Lettre du 24 juillet 1869

Kermadio, 24 juillet 1869.

Tu es bien aimable, mon bon petit Jacques, de m’écrire si souvent. Je suis enchantée que les compositions soient terminées ; c’était un vrai supplice avec l’affreuse chaleur que vous aviez. Ta tante Henriette, heureusement arrivée à Cauterets, a eu 38 à 40 degrés depuis Bordeaux jusqu’à Gauterets ; ils ont couru un grand danger près de Pierrefitte, dans les montagnes, où la route très étroite, entre des rochers à pic et un précipice affreux, monte très raide.

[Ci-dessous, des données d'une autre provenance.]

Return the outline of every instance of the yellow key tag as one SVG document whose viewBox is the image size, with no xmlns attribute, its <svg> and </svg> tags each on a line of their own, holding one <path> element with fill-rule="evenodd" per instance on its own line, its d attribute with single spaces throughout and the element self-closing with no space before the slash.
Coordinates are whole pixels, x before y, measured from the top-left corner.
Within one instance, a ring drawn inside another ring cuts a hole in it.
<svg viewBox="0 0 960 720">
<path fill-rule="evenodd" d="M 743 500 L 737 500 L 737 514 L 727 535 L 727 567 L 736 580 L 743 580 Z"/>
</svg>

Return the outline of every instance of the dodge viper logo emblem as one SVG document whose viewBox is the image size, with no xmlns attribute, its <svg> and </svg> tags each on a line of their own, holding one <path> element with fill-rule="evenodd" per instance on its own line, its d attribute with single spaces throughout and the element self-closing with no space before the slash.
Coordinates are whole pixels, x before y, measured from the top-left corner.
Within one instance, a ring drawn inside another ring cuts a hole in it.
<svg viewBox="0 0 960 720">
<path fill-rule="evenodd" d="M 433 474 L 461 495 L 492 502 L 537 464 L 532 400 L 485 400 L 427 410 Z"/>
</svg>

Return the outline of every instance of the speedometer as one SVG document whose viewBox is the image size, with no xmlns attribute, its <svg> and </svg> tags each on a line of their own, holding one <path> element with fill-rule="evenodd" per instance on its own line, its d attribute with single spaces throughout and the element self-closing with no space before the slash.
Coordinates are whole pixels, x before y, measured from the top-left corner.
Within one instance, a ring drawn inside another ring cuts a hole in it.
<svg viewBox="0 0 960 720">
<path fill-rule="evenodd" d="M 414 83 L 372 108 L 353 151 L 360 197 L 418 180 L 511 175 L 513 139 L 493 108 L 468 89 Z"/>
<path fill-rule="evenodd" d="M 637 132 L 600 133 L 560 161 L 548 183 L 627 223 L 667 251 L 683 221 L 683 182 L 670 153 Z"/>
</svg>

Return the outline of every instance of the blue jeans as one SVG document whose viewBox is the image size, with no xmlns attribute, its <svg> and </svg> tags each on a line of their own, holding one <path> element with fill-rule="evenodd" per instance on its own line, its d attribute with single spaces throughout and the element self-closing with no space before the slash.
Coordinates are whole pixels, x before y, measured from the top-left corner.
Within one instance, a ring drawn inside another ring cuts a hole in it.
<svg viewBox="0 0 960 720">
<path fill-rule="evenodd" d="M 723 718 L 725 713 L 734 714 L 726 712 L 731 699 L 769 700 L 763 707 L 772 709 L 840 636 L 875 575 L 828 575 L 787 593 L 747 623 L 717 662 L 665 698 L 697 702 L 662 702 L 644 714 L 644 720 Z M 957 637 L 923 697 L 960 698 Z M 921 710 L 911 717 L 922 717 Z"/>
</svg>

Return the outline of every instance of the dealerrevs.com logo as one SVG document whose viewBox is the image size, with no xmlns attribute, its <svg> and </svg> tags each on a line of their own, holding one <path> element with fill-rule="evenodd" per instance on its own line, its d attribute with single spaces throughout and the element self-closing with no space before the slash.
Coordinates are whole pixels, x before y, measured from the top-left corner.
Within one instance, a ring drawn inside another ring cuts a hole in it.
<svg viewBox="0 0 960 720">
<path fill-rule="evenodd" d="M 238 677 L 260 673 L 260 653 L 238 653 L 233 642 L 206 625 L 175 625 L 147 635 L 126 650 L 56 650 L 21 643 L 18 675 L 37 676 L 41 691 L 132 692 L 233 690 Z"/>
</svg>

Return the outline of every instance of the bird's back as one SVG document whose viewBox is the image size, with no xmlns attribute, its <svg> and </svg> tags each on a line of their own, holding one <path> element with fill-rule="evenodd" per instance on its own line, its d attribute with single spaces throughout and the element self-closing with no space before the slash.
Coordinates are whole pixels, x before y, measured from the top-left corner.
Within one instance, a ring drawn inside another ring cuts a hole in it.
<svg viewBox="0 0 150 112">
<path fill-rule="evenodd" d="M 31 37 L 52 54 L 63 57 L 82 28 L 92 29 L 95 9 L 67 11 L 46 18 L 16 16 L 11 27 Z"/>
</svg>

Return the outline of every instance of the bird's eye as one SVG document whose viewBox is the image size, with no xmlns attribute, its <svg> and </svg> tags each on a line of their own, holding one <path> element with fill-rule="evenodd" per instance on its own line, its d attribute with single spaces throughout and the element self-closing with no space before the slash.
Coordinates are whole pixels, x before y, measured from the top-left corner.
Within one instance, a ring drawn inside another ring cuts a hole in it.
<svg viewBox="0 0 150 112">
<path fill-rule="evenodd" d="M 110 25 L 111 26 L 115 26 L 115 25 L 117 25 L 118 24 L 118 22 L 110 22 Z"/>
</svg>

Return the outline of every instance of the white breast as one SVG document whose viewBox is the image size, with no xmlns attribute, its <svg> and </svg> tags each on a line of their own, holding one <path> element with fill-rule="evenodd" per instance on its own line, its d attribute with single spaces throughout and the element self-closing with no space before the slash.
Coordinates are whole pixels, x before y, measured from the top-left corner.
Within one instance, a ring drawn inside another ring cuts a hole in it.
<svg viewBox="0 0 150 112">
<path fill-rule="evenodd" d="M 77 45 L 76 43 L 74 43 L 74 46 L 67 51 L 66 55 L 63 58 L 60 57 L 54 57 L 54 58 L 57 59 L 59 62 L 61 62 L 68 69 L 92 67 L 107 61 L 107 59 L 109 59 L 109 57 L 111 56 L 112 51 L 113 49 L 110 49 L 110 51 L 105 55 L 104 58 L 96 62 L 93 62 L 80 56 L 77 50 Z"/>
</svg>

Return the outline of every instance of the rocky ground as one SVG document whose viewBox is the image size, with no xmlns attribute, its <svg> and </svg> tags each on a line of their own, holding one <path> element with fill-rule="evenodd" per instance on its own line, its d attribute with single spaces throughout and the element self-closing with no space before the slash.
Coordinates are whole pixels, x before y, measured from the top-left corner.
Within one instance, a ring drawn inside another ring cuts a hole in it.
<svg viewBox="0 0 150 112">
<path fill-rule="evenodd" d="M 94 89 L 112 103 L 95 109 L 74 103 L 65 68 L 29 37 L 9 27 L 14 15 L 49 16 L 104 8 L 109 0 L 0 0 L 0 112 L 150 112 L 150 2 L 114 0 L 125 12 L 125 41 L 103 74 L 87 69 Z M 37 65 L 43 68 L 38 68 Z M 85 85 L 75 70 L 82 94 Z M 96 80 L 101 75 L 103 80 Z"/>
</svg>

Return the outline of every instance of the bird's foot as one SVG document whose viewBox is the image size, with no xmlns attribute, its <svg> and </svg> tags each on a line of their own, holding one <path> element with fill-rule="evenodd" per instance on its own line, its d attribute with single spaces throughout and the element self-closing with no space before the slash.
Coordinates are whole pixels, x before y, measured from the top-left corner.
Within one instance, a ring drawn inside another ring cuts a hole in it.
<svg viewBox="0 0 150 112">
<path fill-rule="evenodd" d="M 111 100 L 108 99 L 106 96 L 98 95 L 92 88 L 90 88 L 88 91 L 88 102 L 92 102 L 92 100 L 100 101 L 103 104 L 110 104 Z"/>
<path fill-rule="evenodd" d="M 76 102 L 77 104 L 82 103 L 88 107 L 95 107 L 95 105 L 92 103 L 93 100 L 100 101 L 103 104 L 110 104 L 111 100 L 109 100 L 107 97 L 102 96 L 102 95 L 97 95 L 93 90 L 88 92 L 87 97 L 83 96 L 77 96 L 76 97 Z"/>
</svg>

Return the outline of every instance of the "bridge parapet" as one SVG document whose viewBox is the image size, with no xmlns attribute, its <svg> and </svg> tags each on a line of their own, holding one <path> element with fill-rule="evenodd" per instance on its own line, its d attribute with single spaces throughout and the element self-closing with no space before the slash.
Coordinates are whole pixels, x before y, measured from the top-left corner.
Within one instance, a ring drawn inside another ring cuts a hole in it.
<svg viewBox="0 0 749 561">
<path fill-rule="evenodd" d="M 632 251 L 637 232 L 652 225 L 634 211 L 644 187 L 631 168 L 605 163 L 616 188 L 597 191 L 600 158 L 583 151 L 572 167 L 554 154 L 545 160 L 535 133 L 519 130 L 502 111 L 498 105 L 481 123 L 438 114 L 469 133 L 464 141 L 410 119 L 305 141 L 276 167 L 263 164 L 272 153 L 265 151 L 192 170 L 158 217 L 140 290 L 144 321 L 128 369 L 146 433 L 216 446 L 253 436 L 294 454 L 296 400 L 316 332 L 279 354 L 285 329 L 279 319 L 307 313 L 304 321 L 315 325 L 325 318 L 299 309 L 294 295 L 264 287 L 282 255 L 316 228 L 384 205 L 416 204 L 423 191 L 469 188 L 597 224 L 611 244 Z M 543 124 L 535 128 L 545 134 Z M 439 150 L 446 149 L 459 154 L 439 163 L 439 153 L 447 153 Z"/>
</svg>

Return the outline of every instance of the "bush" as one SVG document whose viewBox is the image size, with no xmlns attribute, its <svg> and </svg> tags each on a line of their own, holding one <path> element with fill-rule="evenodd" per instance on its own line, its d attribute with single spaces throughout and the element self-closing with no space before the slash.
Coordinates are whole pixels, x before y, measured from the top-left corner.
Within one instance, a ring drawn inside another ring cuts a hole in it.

Les chevaux, éreintés, se sont mis à reculer ; il n’y a pas de parapet dans cette partie de la route ; les roues n’étaient plus qu’à quelques pouces du précipice, lorsque le cocher est parvenu à faire tourner les chevaux en travers de la route. Ta tante, le petit Armand, Henriette et Léonore la bonne ont sauté à terre et un excellent M. Martin (habitant d’Auray), qui suivait avec sa femme dans sa voiture, est venu à leur secours, a fait monter ta tante et les enfants dans sa voiture avec sa femme et a pris avec Léonore celle de ta tante, après avoir fait changer de place aux malles qui chargeaient trop par derrière. Le pauvre petit Armand était pâle de terreur ; Henriette, toujours calme, avait offert à Dieu sa vie et attendait paisiblement que la sainte Vierge et sainte Anne (qui est la patronne vénérée de la Bretague) les sauvassent du danger. En arrivant à Cauterets, ils ont trouvé ta tante de Malaret arrivée depuis deux jours avec Louis et Gaston ; et aussi ton oncle et ta tante de Ségur-Lamoignon avec leur petit Louis, qui va parfaitement. Ils partent aujourd’hui pour Versailles...

Grand’mère de Ségur.

Jeanne et Paul ont une gouvernante nouvelle qui arrive lundi.